I kept in touch with him and my Aunt Helen since moving to Toronto, and each time I called he sounded increasingly frail, like an old man had moved into his body and was gradually forcing him out. When I saw him in the summer for my cousin’s wedding, he seemed to have aged 20 years in a few months; his face was gaunt, his breath was short and walked with a cane. And on that I call bullshit.
He’d still perk up, though, if you could get him talking. In the last conversation I had with him in September he sounded like his usual self while telling me about the few years the family spent in Toronto. One of the highlights was the day a Toronto zookeeper let him pet a lion, which sounds a little Norman Rockwell, but hell, I’ve never hung with an animal that could eat me for lunch.

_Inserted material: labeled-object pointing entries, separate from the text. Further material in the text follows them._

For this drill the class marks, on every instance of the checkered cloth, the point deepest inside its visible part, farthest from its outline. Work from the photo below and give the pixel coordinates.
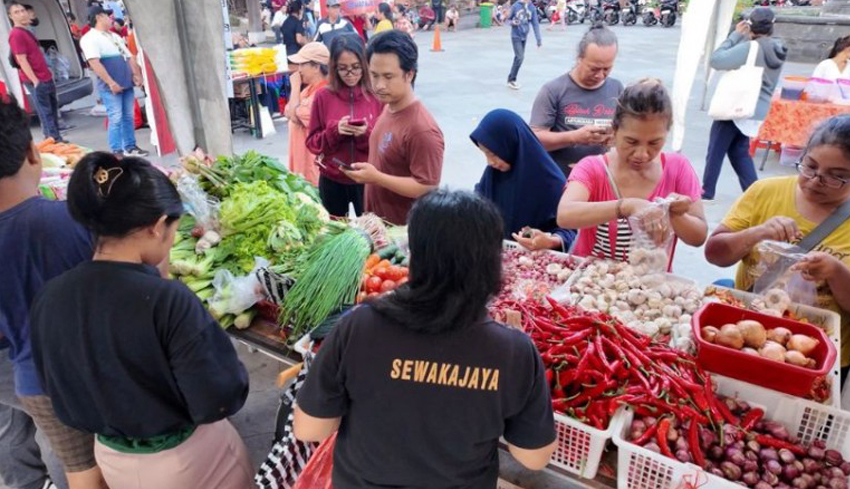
(288, 456)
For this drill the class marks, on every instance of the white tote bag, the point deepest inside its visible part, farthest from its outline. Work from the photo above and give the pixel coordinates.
(738, 91)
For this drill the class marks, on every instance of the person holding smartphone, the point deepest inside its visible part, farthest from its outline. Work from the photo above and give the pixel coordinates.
(341, 121)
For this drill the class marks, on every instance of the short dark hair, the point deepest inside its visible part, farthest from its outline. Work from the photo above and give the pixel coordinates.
(644, 98)
(597, 34)
(398, 43)
(15, 136)
(834, 131)
(349, 43)
(113, 197)
(455, 240)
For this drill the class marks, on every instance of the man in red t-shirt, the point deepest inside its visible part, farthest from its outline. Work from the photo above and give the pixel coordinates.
(33, 70)
(406, 146)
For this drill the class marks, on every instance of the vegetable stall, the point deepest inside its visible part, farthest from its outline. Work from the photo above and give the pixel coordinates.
(693, 387)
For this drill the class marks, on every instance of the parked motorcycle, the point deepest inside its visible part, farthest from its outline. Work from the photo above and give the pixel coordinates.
(630, 13)
(611, 12)
(669, 11)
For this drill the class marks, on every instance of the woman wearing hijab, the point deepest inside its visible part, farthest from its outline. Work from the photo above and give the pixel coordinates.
(522, 180)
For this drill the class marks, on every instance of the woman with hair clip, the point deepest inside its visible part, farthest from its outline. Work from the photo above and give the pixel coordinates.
(132, 357)
(792, 209)
(604, 191)
(341, 122)
(835, 65)
(420, 384)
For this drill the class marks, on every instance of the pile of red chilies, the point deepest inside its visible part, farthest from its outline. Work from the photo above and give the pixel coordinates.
(594, 364)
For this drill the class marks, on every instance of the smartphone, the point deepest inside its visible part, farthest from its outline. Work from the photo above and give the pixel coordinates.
(342, 165)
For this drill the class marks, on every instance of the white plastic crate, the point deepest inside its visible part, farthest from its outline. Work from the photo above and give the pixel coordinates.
(580, 446)
(639, 468)
(829, 321)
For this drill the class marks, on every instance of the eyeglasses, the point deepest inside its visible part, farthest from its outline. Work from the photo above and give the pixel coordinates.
(825, 180)
(356, 70)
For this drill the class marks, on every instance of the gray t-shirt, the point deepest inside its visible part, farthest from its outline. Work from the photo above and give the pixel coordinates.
(563, 106)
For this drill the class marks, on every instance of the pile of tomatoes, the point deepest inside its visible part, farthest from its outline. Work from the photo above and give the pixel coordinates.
(380, 276)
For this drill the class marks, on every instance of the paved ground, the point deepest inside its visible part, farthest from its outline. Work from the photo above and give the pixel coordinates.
(459, 86)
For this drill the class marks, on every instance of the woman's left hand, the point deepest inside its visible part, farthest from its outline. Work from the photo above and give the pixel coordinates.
(538, 240)
(680, 204)
(817, 266)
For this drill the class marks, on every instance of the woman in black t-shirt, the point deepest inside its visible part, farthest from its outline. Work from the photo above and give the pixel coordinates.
(420, 383)
(132, 357)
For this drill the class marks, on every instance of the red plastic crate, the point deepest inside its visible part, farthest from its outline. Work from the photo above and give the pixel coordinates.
(781, 377)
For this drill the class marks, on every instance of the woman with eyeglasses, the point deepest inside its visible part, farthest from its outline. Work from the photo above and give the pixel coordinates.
(341, 121)
(789, 208)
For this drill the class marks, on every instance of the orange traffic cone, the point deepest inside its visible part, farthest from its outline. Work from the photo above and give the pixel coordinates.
(438, 46)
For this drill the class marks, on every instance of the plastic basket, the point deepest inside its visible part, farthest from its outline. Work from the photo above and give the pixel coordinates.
(782, 377)
(639, 468)
(580, 447)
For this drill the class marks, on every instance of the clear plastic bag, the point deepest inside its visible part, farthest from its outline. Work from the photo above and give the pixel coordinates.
(775, 279)
(197, 203)
(234, 295)
(652, 234)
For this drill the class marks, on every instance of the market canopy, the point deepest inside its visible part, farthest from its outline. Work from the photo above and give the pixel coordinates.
(700, 37)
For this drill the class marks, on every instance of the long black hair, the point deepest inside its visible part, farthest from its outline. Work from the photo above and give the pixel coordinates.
(113, 197)
(455, 263)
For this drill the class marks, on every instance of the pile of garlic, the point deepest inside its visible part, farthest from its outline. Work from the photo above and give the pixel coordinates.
(651, 303)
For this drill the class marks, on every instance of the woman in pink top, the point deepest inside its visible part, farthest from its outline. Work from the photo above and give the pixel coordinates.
(604, 191)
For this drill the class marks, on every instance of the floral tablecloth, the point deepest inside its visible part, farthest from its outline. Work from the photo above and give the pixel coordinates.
(792, 121)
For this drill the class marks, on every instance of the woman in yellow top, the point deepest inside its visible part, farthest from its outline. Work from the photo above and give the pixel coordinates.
(787, 209)
(385, 18)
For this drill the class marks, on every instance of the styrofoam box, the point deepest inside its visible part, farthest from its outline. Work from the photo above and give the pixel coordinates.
(829, 321)
(639, 468)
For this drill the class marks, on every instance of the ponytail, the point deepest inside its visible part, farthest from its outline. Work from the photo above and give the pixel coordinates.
(113, 197)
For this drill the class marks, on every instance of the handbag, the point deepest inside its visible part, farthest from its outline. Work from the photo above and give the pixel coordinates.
(738, 90)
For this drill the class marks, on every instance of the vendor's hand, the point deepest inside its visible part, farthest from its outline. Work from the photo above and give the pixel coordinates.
(538, 240)
(780, 228)
(817, 266)
(680, 204)
(591, 134)
(743, 28)
(362, 173)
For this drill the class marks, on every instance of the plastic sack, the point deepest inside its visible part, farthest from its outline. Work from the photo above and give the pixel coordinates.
(197, 203)
(652, 234)
(317, 474)
(234, 295)
(777, 281)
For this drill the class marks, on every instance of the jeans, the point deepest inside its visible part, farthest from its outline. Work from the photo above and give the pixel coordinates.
(119, 110)
(336, 197)
(519, 56)
(21, 466)
(724, 140)
(47, 108)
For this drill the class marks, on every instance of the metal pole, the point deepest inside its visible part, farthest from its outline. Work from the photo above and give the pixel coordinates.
(189, 70)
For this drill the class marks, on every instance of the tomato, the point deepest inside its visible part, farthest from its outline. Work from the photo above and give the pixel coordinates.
(388, 285)
(394, 273)
(373, 284)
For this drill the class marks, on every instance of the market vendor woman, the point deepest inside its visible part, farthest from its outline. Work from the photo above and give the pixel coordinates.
(132, 357)
(789, 208)
(604, 191)
(420, 383)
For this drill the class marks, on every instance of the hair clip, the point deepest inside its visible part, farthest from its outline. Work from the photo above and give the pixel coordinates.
(103, 176)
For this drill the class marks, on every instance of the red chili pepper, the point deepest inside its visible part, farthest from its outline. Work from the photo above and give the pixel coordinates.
(751, 419)
(661, 437)
(693, 443)
(769, 441)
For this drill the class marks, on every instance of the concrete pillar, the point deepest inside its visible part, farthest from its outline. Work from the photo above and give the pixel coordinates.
(186, 49)
(256, 34)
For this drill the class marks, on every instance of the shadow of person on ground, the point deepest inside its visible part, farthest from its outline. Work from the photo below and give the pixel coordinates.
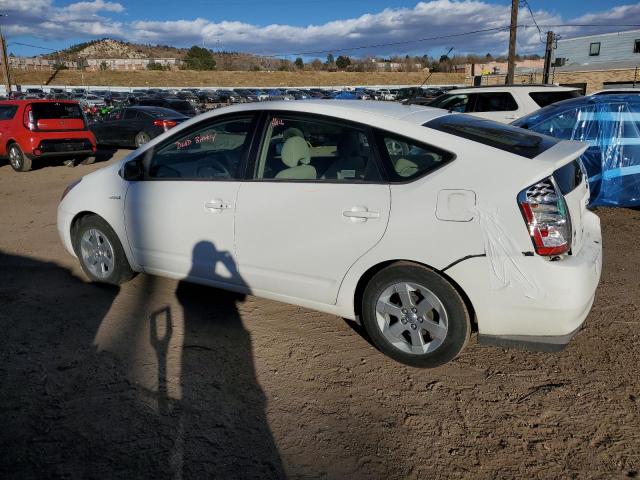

So, a quick salute to a good man and great storyteller. Other than that, I guess the point is that, even if I live decades longer than he did, I hope I’ll get a fraction of his life experience under my belt. Can’t really regale the grandkids with edgy accounts of watching DVDs, exploring the Xbox universe and adventuring to the bottom of a pint glass, y’know? Of course, that said, I've spent many a memorable night with good friends and bad beer, so I shouldn't complain.
But I wonder... Is it better to live 85 good years or 65 great ones? What would you pick, if you could?
Now I’ll leave Some Cats to you cats with more upbeat thoughts, and hopefully Halloween stories. Sorry to be a downer, but it was all I felt like writing about, and I felt like writing about something. There’ll be a more entertaining Halloween party post to come soon with embarrassing pics of myself. Promise.
Until then, thanks for the time, Uncle.